On the other hand, Mr. Mahipal Bishnoi, the learned Public Prosecutor, has strenuously contended that the charge under Section 307 IPC is only an alternative charge framed against the petitioner. There is ample evidence to establish the fact that the petitioner was not only present at the scene of the crime, but had also assaulted Rikhab Chand with a lathi on his hips, back and legs. Since the petitioner had accompanied the other two persons, who were carrying lethal weapons and she herself carried a lathi, obviously she shared a common intention with them for assaulting, and for attempting to murder Rikhab Chand. Thus, the learned Judge was certainly justified in framing the charge in the alternative for offences under Sections 307, 307/34 IPC. Secondly, at the time of framing of the charge, although the learned trial court is permitted to sift through the evidence, but in an extremely limited manner. At the initial stage, the learned trial court cannot microscopically examine the lacunae in the case of the prosecution. For, that is the realm of trial court during the course of trial and not at the stage of framing of the charge. Therefore, even if other alleged offenders have not been charge-sheeted by the Police, but only three persons have been charge-sheeted, it would not be fatal to the case of the prosecution. Furthermore, the courts in India have not relied upon the doctrine that "once a liar, is always a liar". Therefore, even if for the sake of arguments, it is taken that Rikhab Chand is lying about the presence of Om Prakash, it cannot be presumed in law that he is equally lying about the presence and participation of the petitioner. Fourthly, the petitioner, having participated and having shared a common intention with the other co- accused, is vicariously liable for offence under Section 307/34 IPC. Therefore, the contention that she is liable for her own act of having hit the complainant with a lathi on his hips, back and legs does not carry much water. Hence, he has supported the impugned order.
Heard the learned counsel for the parties and perused the impugned order.

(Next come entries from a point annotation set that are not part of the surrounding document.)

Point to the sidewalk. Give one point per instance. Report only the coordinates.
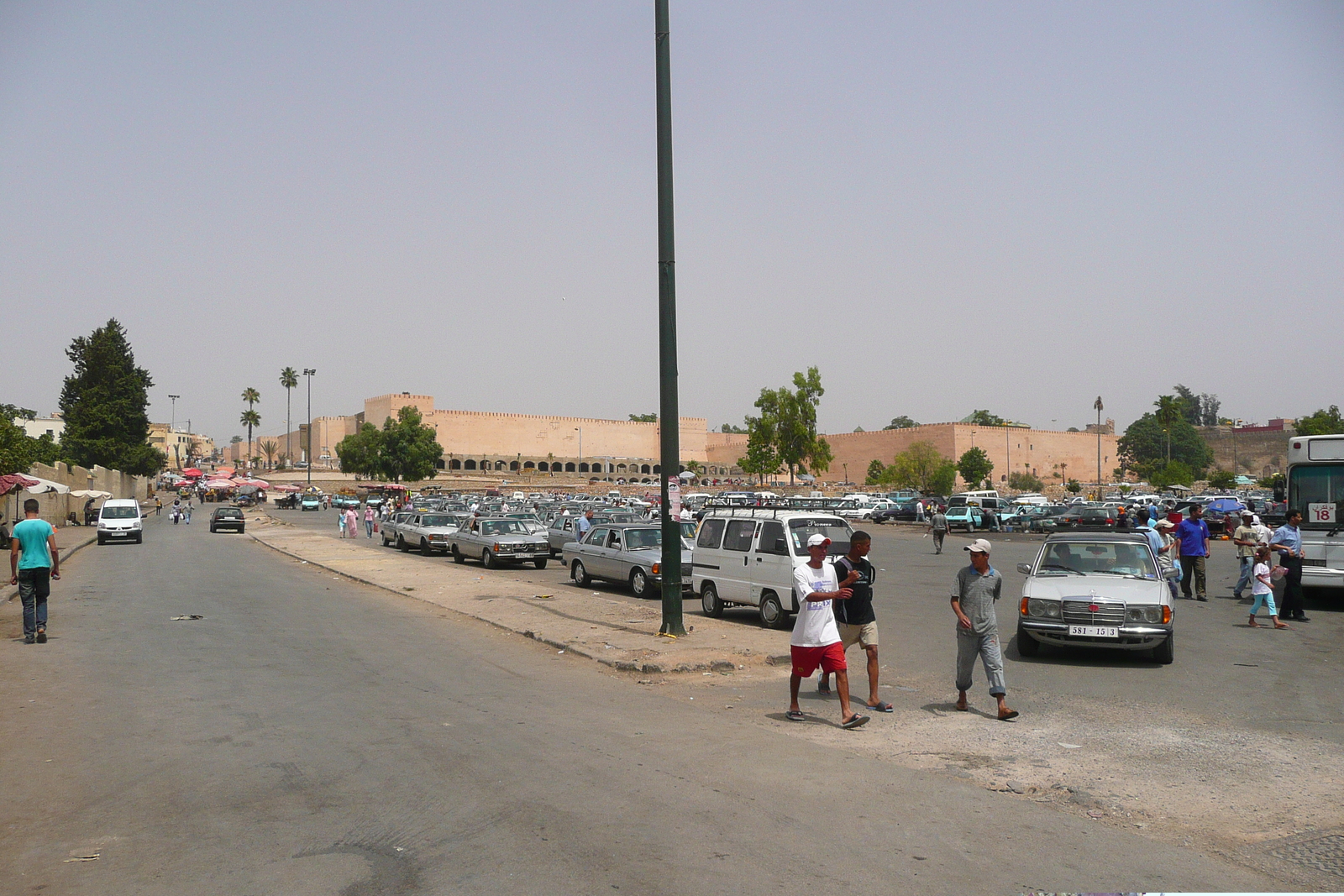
(582, 621)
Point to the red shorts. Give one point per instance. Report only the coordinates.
(806, 660)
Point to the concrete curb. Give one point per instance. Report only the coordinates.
(649, 668)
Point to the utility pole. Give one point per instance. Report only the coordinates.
(669, 414)
(309, 372)
(1099, 406)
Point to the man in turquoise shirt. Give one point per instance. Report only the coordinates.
(34, 562)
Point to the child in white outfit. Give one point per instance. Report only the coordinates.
(1263, 591)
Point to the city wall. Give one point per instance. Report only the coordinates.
(55, 508)
(1050, 454)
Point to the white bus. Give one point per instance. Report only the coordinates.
(1316, 488)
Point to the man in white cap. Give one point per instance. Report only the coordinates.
(816, 640)
(974, 598)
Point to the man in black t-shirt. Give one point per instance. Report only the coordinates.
(853, 617)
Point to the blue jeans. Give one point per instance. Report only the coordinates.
(34, 589)
(1247, 566)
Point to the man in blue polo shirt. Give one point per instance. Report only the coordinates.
(34, 562)
(1194, 537)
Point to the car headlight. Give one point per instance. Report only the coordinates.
(1045, 609)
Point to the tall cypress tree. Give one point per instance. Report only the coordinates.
(104, 405)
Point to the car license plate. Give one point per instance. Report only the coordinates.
(1095, 631)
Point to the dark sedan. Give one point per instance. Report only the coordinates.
(1086, 520)
(226, 519)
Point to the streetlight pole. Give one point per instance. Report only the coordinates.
(172, 425)
(669, 414)
(1099, 406)
(309, 372)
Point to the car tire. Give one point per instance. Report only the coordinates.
(772, 611)
(1166, 652)
(710, 600)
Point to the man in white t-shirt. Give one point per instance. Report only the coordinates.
(816, 640)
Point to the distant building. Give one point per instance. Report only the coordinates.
(37, 427)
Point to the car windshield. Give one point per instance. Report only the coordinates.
(643, 539)
(1099, 558)
(803, 530)
(503, 527)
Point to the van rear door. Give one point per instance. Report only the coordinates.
(772, 566)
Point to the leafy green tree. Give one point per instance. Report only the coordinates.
(409, 448)
(1173, 473)
(360, 452)
(921, 468)
(790, 417)
(250, 418)
(1147, 443)
(1168, 416)
(984, 418)
(1323, 422)
(1025, 483)
(104, 403)
(17, 446)
(763, 458)
(288, 382)
(974, 466)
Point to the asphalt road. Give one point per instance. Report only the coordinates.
(1263, 679)
(311, 735)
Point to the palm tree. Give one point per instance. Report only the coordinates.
(288, 380)
(250, 418)
(1168, 411)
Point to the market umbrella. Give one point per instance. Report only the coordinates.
(15, 481)
(42, 486)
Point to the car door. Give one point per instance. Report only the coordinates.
(736, 577)
(772, 566)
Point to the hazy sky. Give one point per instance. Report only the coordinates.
(942, 206)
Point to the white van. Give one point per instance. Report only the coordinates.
(118, 520)
(745, 557)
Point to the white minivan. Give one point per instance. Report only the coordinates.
(118, 520)
(745, 557)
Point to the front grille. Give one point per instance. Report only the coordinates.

(3.) RECENTLY in the case of Sajjan Kumar vs. Central Bureau of Investigation ((2010) 9 SCC 368 = 2010(4) RLW 3435 (SC)), the Apex Court has summarized the scope and ambit of Secs. 227 and 228 Cr.P.C. as under: On consideration of the authorities about the scope of Sections 227 and 228 of the Code, the following principles emerge :
(i) The Judge while considering the question of framing the charges under Section 227 Cr.P.C. has the undoubted power to sift and weight the evidence for the limited propose of Finding out whether or not a prima facie case against the accused has been made out. The test to determine prima facie case would depend upon the facts of each case. (ii) Where the materials placed before the court disclose grave suspicion against the accused which has not been properly explained, the court will be fully justified in framing a charge and proceeding with the trial. (iii) The court cannot act merely as a post office and a mouthpiece of the prosecution but has to consider the broad probabilities of the case, the total effect of the evidence and the documents produced before the court, any basic infirmities, etc. However, at this stage, there cannot be a roving enquiry into the pros and cons of the matter and weigh the evidence as if he was conducting a trial. (iv) if on the basis of the material on record, the court could form an opinion that the accused might have committed offence, it can frame the charge, though for conviction the conclusion is required to be proved beyond reasonable doubt that the accused has committed the offence. (v) At the time of framing of the charges, the probative value of the material on record cannot be gone into but before framing a charge the court must apply its judicial mind on the material placed on record and must be satisfied that the commission of offence by the accused was possible. (vi) At the stage of Sections 227 and 228, the court is required to evaluate the material and documents on record with a view to find out if the facts emerging therefrom taken at their face value disclose the existence of all the ingredients constituting the alleged offence. For this limited purpose, sift the evidence as it cannot be expected even at that initial stage to accept all that the prosecution states as gospel truth even if it is opposed to common sense or the broad probabilities of the case. (vii) If two views are possible and one of them gives rise to suspicion only, as distinguished from grave suspicion, the trial Judge will be empowered to discharge the accused and at this stage, he is not to see whether the trial will end in conviction or acquittal.
Although it is true, as held by the Apex Court in the case of Sheetla Sahai (Supra), that the trial court is duty bound to consider the entire evidence collected both by the prosecution and pleaded by the defence, but simultaneously it is equally true that the learned trial court cannot meticulously and microscopically examine the evidence in order to find faults with the prosecution case. As mentioned above, proper assessment of evidence is the realm of the trial court during the course of the trial. Therefore, at this initial stage, the trial could not have considered the effect of alleged false statement, vis a vis, Om Prakash and the effect of the fact that the Police did not charge-sheet Om Prakash, but only charge-sheeted three accused- persons. The issue whether the petitioner has been falsely implicated in the present case, cannot be decided at the initial stage. Therefore, the first contention raised by the learned counsel for the petitioner that the petitioner is being falsely implicated is unacceptable.
Criminal Law distinguishes between individual liability of a person and vicarious liability of an offender. Section 34 of IPC is abundantly clear that in case four or less number of persons share a common intention and do an act in furtherance of their common intention, then each of them is liable vicariously for the acts of other co-accused persons. According to the prosecution, the petitioner was not only present at the scene of crime, but she also participated and assaulted the complainant with a lathi on his hips, back and legs. Since she went along with two other co-accused persons, who were armed with lethal weapons, since she herself carried a lathi, prima facie she shared a common intention with the other co-accused persons to attempt to commit murder of Rikhab Chand.